My 5 Favorite Muscle Building Exercises
I love building muscle. It's what I'm most passionate about. It's what I think about when going to sleep and what I think about when I wake up.
Most experts will agree on the best muscle building exercises. I think it's important to use the ones that you enjoy doing.
For example, deadlifts are an amazing muscle building exercise, but I hate doing them because they just are not fun.
So I don't do them.
There is nothing wrong with that.
My advice is that instead of picking a great exercise and performing it half-ass, you should pick an exercise you like and perform it with 100% intensity.
That's my philosophy.
I also believe that you should focus on just a few compound exercises and try to constantly improve on these by either increasing the weight and/or the reps.
My 5 Favorite Muscle Building Exercises
1 – Lat Pulldowns
Lat Pulldowns are a great back exercise. I recommend these for most people over pull ups because I feel that most people can create a better mind-muscle connection with lat pulldowns.
2 – Seated Cable Rows
Seated Cable Rows are another great back exercise. I prefer these over 1-arm dumbbell rows simply because I feel it more in my back when I perform the cable rows.
Again, it's the mind-muscle connection that is critical for muscle growth.
3 – Weighted Pushups
As most of you know, I hate the barbell bench press. They destroy the shoulders and are more of a front deltoid exercise than they are a chest-building exercise.
Pushups are the most under-appreciated muscle-building exercise in existence.
Once you can bang out more than 20 push-ups then you should add weight.
4 – Dip Machine
The dip machine is great for the chest and triceps.

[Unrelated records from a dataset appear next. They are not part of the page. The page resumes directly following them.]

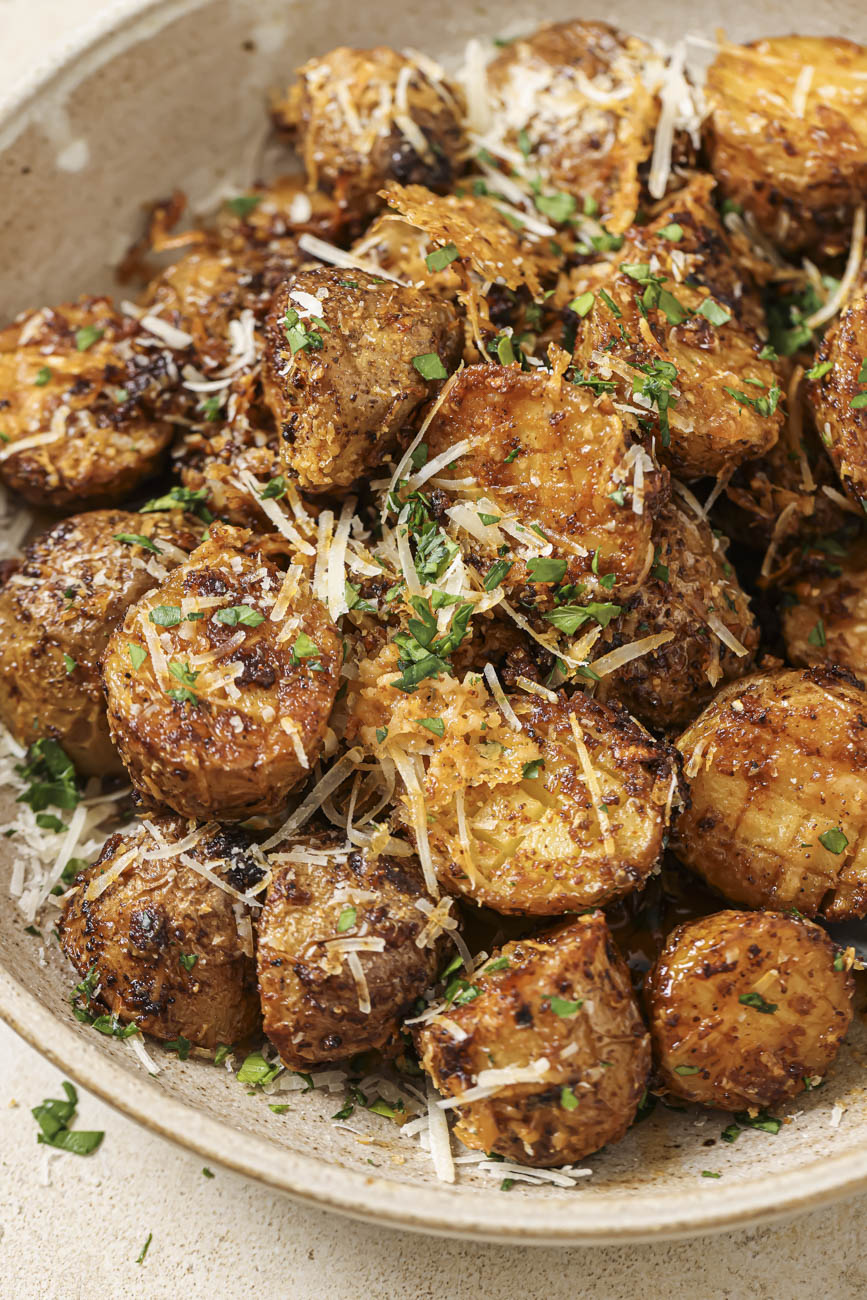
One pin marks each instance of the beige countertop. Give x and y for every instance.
(73, 1227)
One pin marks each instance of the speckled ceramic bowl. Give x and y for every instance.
(169, 94)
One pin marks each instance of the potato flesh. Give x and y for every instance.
(595, 1053)
(776, 763)
(712, 1047)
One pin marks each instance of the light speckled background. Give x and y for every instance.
(72, 1227)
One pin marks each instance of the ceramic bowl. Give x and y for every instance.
(170, 95)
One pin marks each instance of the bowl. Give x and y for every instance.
(165, 95)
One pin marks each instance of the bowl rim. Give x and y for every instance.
(438, 1208)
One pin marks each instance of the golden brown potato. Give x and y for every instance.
(341, 373)
(692, 592)
(746, 1009)
(839, 397)
(787, 135)
(567, 813)
(828, 623)
(672, 332)
(777, 775)
(160, 945)
(57, 611)
(343, 950)
(577, 100)
(363, 117)
(555, 467)
(83, 404)
(546, 1044)
(221, 681)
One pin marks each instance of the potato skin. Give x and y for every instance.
(155, 913)
(842, 427)
(537, 844)
(689, 580)
(310, 999)
(550, 455)
(709, 1045)
(800, 174)
(73, 588)
(102, 406)
(579, 147)
(351, 157)
(775, 762)
(829, 622)
(232, 752)
(599, 1054)
(342, 406)
(710, 429)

I prefer these over bodyweight dips.
I feel like I have much more control and I like that I can manipulate the load.
5 – Goblet Squats
Squats are awesome. There are barbell back squats, barbell front squats, hack squats, and goblet squats.
I love goblet squats.
You can use a dumbbell or weighted vest or both.
A Perfect Split with the above exercises
Monday
1a) Lat Pulldowns 5 sets x 12-15 reps
1b) Weighted Pushups 5 sets x 12-15 reps
2) Goblet Squats 2 sets x 15-20 reps
Tuesday – off
Wednesday
1a) Seated Cable Rows 5 sets x 8-12 reps
1b) Dip Machine 5 sets x 8-12 reps
2) Goblet Squats 2 sets x 15-20 reps
Thursday – off
Friday
1) Goblet Squats 2 sets x 8-12 reps
2a) Lat Pulldowns 2 sets x 8-12 reps
2b) Weighted Pushups 2 sets x 8-12 reps
3a) Seated Cable Rows 2 sets x 8-12 reps
3b) Dip Machine 2 sets x 15-20 reps
Saturday & Sunday – off
If you follow the above split, keep records, and try to increase the weights consistently, you will make huge gains in muscle.